I just see my DD as great fun and enjoying what she tells me
If they're "brighter than average" they sass you earlier
pre school children have brains that develop at different rates. That is why some walk early, others talk early, etc etc. every child is different and obviously your childs brain has developed quickly in this specific area. I believe that every child has fantastic potential and it is very difficult to judge at such a young age. The brain is very complex and develops in different areas at different speeds. My 17 month old can talk brilliantly,every body comments at how well he chats and understands everythingyou say,but was a slow walker. My other son is 4 and excells physically. he can play football with amazing skill and can out run other kids easily. he has no interest. in sitting and drawing even though he is perfectly capable. children excell in what they enjoy and find easy. so it is fantastic that she can do this with ease. keep the learning fun and don't take the G & T thing too serious as it only measures one type of learning style. It doesn't measure learning but achievement which is a disadvantage for some children.
ds1 was talking fluently in sentences well before 2 - he shocked the GP one day when he was about 22 months by telling her it was a very gloomy day outside (and it was )
he was very obviously different to other babies from a very early age - hyper-alert, very little sleep, smiling early, peals of laughter at 3 months, absolutely fascinating to be with but exhausting
he had his IQ tested at 5 (long story but there was a valid reason for it - part of a multi-disciplinary assessment process) and was found to be in the top 0.2% of the population
however, and this is a big however, he's now 11 and though he is obviously exceptionally bright he doesn't apply himself to any of his work really - he's so used to being able to 'get' things instantly that the moment he has to try he just turns off so I suspect that his younger brother (no idea what his IQ is, suspect quite a bit less than ds1 but probably still pretty high) will do much better academically than ds1
ds1 also has tourette's and asperger's which seem to be intimately bound up with the 'giftedness' so as far as I'm concerned the whole thing is very much a double-edged sword
sorry, have rambled there
Mimsum - v similar story here, too: before two, we had "intermittent rain", and DS lecturing mums at a coffee morning about things being at the "wrong angle". Now 6, he's just gone off the scale in the CAT tests that his school does instead of SATS. He seems to be the same in music.

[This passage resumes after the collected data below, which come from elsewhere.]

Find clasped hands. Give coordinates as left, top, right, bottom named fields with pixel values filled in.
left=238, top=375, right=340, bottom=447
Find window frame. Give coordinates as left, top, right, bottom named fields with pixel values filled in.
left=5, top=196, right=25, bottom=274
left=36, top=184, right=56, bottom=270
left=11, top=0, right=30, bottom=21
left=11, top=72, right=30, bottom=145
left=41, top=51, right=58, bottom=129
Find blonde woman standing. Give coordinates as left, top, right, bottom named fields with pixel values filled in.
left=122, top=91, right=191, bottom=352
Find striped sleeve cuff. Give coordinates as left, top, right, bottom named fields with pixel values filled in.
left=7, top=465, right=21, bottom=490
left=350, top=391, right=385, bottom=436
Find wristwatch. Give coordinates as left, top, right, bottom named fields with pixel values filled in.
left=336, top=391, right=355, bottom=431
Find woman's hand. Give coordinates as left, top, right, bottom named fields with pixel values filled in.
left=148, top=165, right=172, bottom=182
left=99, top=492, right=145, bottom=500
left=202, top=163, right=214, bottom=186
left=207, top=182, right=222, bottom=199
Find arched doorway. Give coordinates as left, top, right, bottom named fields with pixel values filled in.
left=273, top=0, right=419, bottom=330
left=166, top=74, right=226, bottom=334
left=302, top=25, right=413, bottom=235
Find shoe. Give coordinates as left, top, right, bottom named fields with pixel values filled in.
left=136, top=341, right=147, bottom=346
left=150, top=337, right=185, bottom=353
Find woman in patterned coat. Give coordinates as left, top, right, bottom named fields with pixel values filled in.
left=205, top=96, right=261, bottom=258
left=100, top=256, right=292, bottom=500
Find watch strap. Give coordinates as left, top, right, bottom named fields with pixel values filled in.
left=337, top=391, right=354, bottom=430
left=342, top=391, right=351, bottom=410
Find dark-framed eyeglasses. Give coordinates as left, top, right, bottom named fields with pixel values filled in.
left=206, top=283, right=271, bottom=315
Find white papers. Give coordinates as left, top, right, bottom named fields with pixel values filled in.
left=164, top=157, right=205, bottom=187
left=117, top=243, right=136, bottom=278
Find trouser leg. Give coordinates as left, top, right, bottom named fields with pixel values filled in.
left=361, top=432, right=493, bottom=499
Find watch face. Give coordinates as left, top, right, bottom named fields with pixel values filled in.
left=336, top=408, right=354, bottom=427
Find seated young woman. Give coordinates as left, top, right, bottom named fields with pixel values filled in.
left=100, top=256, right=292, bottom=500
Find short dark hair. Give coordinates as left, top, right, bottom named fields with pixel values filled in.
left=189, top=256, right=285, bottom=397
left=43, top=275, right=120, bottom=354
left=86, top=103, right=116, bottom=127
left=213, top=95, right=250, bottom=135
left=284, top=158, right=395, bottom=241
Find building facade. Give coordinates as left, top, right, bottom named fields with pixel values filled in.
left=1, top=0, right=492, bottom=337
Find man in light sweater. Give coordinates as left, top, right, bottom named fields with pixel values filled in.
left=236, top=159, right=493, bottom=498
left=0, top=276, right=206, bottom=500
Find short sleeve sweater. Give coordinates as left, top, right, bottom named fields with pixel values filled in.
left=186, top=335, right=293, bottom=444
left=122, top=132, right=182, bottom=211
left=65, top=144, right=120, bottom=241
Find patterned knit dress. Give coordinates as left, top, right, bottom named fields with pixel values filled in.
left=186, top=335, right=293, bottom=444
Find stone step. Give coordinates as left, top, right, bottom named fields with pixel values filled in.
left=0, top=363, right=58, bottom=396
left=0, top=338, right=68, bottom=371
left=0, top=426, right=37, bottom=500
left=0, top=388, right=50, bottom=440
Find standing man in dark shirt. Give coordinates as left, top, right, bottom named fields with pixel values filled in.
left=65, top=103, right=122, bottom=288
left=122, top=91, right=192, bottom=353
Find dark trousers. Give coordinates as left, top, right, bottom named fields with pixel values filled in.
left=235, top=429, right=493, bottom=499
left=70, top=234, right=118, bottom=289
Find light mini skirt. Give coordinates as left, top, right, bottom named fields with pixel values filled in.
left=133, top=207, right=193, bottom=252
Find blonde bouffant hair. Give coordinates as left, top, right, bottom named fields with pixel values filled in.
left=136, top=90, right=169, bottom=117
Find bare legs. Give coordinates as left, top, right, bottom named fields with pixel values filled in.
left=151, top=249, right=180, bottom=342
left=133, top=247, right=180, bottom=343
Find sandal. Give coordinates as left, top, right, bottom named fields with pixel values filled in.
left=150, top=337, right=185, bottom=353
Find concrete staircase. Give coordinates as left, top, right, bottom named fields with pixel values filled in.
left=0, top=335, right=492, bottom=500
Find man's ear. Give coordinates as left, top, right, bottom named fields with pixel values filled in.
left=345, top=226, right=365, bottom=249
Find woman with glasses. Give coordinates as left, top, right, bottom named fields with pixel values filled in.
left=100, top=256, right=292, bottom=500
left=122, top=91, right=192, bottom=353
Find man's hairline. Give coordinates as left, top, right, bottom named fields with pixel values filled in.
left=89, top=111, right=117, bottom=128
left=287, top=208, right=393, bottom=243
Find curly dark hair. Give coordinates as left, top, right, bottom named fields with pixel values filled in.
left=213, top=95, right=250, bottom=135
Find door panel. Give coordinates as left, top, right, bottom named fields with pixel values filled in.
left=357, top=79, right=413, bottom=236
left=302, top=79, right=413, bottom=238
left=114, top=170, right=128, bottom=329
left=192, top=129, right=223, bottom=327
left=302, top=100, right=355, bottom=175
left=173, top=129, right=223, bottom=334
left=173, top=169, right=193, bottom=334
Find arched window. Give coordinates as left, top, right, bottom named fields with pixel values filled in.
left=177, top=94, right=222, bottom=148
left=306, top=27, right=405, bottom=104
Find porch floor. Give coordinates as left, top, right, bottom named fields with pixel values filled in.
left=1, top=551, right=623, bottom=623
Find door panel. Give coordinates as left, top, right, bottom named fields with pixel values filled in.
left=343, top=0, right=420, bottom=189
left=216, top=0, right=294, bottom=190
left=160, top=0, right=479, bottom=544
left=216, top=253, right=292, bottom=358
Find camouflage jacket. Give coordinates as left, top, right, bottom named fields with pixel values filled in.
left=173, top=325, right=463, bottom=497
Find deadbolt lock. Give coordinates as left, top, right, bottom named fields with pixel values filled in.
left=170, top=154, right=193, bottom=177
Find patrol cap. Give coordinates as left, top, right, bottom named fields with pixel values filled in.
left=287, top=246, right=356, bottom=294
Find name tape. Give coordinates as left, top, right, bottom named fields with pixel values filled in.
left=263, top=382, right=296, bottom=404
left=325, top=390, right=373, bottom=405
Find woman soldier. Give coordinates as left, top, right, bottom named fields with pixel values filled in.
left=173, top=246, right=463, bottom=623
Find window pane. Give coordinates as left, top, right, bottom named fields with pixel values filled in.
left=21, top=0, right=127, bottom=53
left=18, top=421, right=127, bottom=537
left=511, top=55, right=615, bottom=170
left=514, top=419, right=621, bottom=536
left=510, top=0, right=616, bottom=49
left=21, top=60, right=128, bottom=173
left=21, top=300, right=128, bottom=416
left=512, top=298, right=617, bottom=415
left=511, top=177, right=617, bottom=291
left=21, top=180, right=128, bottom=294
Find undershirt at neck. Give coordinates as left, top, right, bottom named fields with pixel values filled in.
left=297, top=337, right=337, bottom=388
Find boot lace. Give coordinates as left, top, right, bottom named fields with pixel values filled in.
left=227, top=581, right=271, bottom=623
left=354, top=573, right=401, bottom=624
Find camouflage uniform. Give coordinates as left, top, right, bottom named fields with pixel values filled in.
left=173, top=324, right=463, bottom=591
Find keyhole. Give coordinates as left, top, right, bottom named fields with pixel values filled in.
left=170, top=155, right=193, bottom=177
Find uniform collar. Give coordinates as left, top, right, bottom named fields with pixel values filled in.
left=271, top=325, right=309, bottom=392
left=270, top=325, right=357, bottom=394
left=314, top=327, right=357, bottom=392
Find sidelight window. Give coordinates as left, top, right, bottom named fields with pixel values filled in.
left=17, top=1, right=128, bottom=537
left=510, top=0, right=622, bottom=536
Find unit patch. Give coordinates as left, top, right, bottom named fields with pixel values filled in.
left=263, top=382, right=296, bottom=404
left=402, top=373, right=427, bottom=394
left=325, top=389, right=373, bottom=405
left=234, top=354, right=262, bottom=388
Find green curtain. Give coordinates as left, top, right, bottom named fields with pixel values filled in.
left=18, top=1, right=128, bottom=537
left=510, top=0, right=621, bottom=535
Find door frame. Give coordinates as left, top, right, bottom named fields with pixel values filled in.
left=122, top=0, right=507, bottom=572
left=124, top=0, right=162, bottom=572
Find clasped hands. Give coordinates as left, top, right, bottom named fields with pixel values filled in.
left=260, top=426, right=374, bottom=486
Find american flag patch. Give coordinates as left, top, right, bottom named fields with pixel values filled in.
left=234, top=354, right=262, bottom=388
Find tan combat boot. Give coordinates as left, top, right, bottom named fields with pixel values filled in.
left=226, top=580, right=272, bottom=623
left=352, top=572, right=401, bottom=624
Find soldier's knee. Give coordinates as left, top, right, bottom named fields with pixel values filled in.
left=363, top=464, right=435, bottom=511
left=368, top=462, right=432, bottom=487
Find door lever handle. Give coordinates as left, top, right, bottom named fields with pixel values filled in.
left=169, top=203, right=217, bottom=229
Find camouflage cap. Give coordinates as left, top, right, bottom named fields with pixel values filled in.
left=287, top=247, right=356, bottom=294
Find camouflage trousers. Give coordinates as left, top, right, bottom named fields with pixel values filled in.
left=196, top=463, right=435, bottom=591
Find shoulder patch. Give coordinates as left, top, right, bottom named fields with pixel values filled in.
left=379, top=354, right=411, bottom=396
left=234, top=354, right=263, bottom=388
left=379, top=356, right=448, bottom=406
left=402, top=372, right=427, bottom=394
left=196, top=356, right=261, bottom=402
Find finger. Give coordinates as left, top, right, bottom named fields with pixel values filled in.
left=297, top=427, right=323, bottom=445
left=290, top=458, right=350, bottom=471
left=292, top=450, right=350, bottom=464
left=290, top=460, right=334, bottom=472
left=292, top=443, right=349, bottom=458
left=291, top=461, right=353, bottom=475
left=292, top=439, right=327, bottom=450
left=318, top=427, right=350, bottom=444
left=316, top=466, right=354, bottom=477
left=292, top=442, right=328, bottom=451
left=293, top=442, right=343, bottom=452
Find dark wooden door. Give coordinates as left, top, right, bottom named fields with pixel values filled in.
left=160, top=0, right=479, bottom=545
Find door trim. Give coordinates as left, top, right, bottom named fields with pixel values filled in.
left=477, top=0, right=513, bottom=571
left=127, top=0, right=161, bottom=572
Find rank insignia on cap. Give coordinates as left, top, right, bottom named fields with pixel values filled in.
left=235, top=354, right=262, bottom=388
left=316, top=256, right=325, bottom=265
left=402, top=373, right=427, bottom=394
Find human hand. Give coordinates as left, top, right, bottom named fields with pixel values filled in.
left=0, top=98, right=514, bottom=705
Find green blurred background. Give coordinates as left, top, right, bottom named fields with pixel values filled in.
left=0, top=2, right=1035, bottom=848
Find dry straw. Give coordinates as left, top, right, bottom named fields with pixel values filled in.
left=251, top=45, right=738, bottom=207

I already worry about how he'll respond when he comes across something that might involve him having to try at something that doesn't come naturally.
Sounds fab - but the down-sides of this kind of thing are massive, though. Overall, I find my DD (bright, but not unusually so) far easier to deal with. Now I am rambling, too!
Short version, flipflops: if your DD really does have a gift, it won't go anywhere. Knowing whether or not it's early for her to be doing these things won't help either of you at this stage, so I should just enjoy what she's producing, and respond to her requests/needs without analysing them too much!
Au contraire, LynetteScavo, my dd (just 3) isn't advanced at anything at all.
I'm very impressed by these tales of bright-as-buttons nippers. Mine still can't draw a circle, a square, or a face. And yes, I went to art school!
She is of course the best kid in the world. Just in slightly indefinable ways...
Everyone tells me how bright my 22month is. He can say a few words and draw scribbles on walls. He also claps the choir at church and shouts 'more'.